Sementara skema biodiversity claim atau klaim keanekaragaman hayati, juga memungkinkan daerah untuk memperoleh kompensasi finansial atas upaya pelestarian keanekaragaman hayati yang bernilai tinggi secara ekologis dan ekonomis.
“Pendekatan ini tentu tidak hanya berkontribusi terhadap mitigasi perubahan iklim, tetapi juga akan membuka peluang investasi hijau yang lebih luas,” jelasnya lagi.
Bagaimana dengan skema optimalisasi CSR perusahaan?
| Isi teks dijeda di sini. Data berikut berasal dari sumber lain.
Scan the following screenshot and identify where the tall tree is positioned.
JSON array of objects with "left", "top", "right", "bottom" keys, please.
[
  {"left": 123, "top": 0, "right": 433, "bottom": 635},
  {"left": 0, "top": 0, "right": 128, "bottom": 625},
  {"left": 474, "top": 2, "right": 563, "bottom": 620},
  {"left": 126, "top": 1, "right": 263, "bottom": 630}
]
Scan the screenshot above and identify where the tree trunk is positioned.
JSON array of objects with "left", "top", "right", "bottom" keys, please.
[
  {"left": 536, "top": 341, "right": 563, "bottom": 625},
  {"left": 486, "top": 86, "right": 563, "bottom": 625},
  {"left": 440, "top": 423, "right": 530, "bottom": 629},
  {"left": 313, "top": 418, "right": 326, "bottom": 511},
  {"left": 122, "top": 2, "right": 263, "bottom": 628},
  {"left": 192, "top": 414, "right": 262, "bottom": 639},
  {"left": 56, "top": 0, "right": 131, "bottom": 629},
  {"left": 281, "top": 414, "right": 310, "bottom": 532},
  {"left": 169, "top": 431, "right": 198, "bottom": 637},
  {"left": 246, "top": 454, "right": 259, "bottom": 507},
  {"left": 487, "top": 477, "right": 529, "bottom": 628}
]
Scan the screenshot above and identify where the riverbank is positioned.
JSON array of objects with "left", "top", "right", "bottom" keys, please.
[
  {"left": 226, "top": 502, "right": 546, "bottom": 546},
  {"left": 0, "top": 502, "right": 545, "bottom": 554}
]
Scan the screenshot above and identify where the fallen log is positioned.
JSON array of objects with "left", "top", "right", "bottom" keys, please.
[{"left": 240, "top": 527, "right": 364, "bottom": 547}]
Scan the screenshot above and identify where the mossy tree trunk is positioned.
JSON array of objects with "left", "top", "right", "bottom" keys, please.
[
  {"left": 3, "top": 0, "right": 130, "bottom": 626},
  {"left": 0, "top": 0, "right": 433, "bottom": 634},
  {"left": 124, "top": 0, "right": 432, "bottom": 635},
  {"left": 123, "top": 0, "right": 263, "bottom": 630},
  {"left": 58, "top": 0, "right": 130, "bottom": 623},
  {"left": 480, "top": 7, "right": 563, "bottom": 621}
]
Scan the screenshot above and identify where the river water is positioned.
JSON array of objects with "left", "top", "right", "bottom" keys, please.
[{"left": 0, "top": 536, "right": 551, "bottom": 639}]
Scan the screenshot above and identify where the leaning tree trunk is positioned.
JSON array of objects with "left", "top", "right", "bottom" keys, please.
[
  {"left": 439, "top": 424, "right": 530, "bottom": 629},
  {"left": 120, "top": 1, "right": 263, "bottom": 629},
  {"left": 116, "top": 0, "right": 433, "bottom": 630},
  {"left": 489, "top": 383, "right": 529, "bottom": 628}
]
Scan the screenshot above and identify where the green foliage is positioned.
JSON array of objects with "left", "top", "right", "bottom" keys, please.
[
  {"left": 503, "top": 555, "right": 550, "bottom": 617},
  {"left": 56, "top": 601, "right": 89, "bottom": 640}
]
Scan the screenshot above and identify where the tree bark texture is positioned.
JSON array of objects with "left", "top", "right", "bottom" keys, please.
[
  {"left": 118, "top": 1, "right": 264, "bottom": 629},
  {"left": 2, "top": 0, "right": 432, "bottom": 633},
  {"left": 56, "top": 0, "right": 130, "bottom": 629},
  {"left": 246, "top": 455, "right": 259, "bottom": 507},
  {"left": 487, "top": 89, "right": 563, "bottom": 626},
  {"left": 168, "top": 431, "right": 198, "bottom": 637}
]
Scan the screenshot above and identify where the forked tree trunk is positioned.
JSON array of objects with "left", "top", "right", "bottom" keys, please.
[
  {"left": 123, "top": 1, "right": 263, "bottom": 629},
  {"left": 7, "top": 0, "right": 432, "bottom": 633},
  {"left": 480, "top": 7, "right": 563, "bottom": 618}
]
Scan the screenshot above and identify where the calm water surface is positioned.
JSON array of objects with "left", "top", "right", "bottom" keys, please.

Aspar menerangkan bahwa skema optimalisasi CSR nantinya akan diarahkan untuk mendukung infrastruktur hijau, kesejahteraan masyarakat, dan ekonomi komunitas.
“Untuk penerapan sertifikasi berkelanjutan pada komoditas kakao, kopi, dan kelapa sawit, kita dapat meningkatkan daya saing produk di pasar global, dan memastikan praktik produksi yang ramah lingkungan, sehingga menjadikan sektor pertanian dan perkebunan sebagai sumber PAD yang stabil dan berkelanjutan,” terangnya lagi.
Lanjut Aspar mengatakan bahwa melalui berbagai inovasi tersebut, Pemda Luwu Utara optimistis dapat meningkatkan kemandirian fiskal, sekaligus menjawab tantangan pembangunan daerah yang lebih adaptif dan responsif.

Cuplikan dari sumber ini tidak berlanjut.